Given the existing preconditions, investors should seriously take into account the possibility of the U.S. Dollar turning into a less secure asset over the next couple of years. Those who consider abandoning the dollar, should pay closer attention to studying the prospects carried by alternative currencies. At this point, there exist several potential successors to the dollars as the world’s major reserve currency:
The Euro. This is the world’s second-biggest reserve currency. Back in 1999, when the common currency came into existence, some experts predicted that by 2015 it should have taken the lead. However, that scenario didn’t manifest itself. On top of that, the disputes and distinctions between the Eurozone members are getting more and more vivid. The real state of affairs is far from what it should be. Investors don’t believe in the Euro and are afraid that the Eurozone may collapse anytime.

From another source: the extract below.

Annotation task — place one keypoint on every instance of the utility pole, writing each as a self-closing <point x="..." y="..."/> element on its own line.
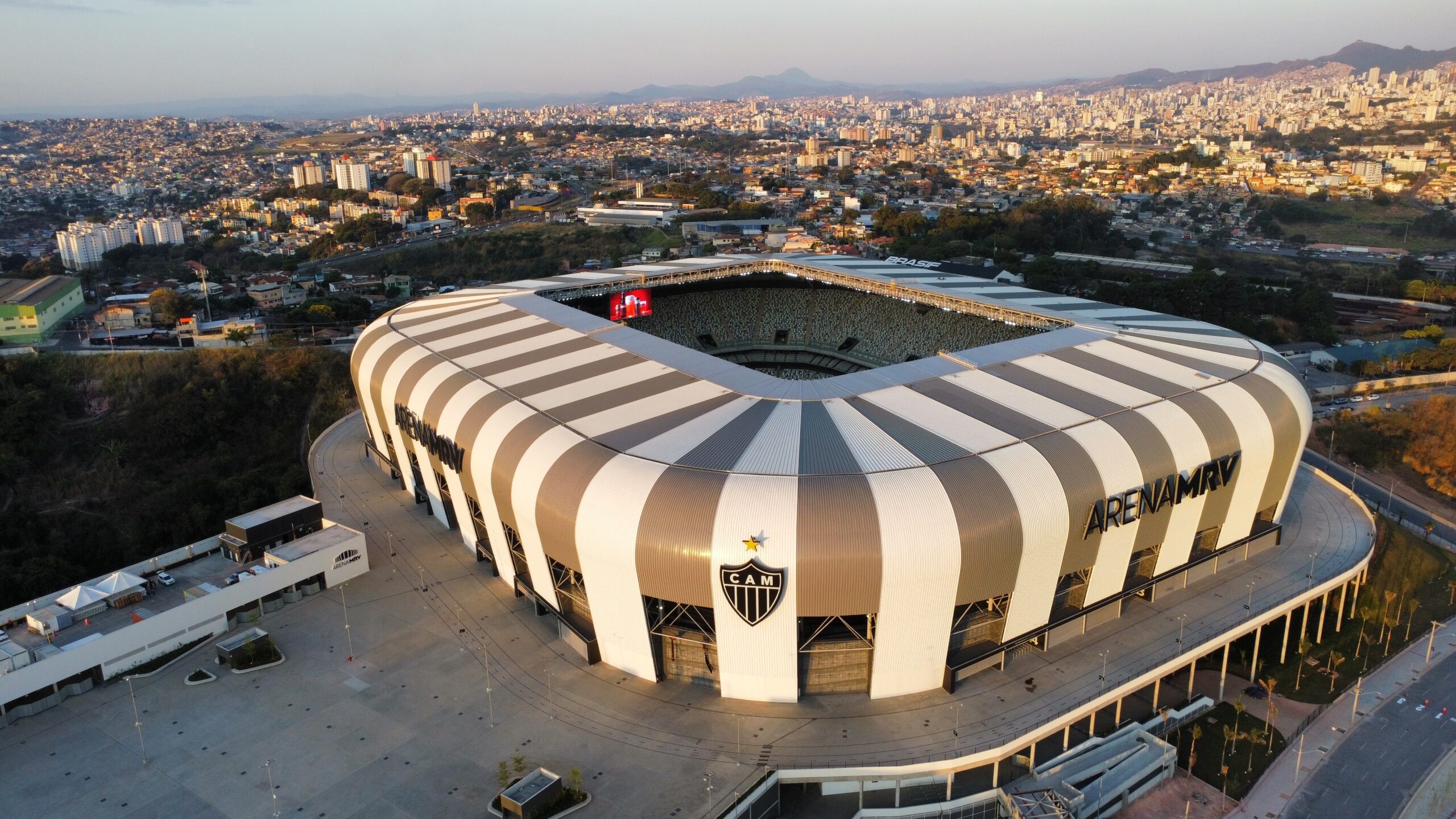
<point x="136" y="717"/>
<point x="349" y="636"/>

The Japanese Yen. This currency is number 3 on Stratfor’s list of potential global reserve currencies. However, Japan has been seeing a prolonged economic crisis coupled with demographic challenges seen over the last few years. The population has been aging like never before, thereby creating problems for the future of the national economy. That’s why the Japanese Yen is unlikely to oust the U.S. Dollar in the near future.
The Chinese Yuan (also known as the Renminbi). Over the last couple of years, the Chinese Yuan has indeed made considerable progress as a regional currency. China has been creating an entire infrastructure to make it an international currency. Still, few traders and investors are taking those ambitions seriously, even though it was added to the IMF’s currency basket. The thing is, the Renminbi now makes up for just 4% of the international transactions, while the local government still can interfere with the CNY exchange rate.
A whole new type of currency. When it comes to new currencies, we are talking about international currencies, which can be split in 2 categories: the special drawing rights (SRDs) by the International Monetary Fund and crypto-currencies led Bitcoin.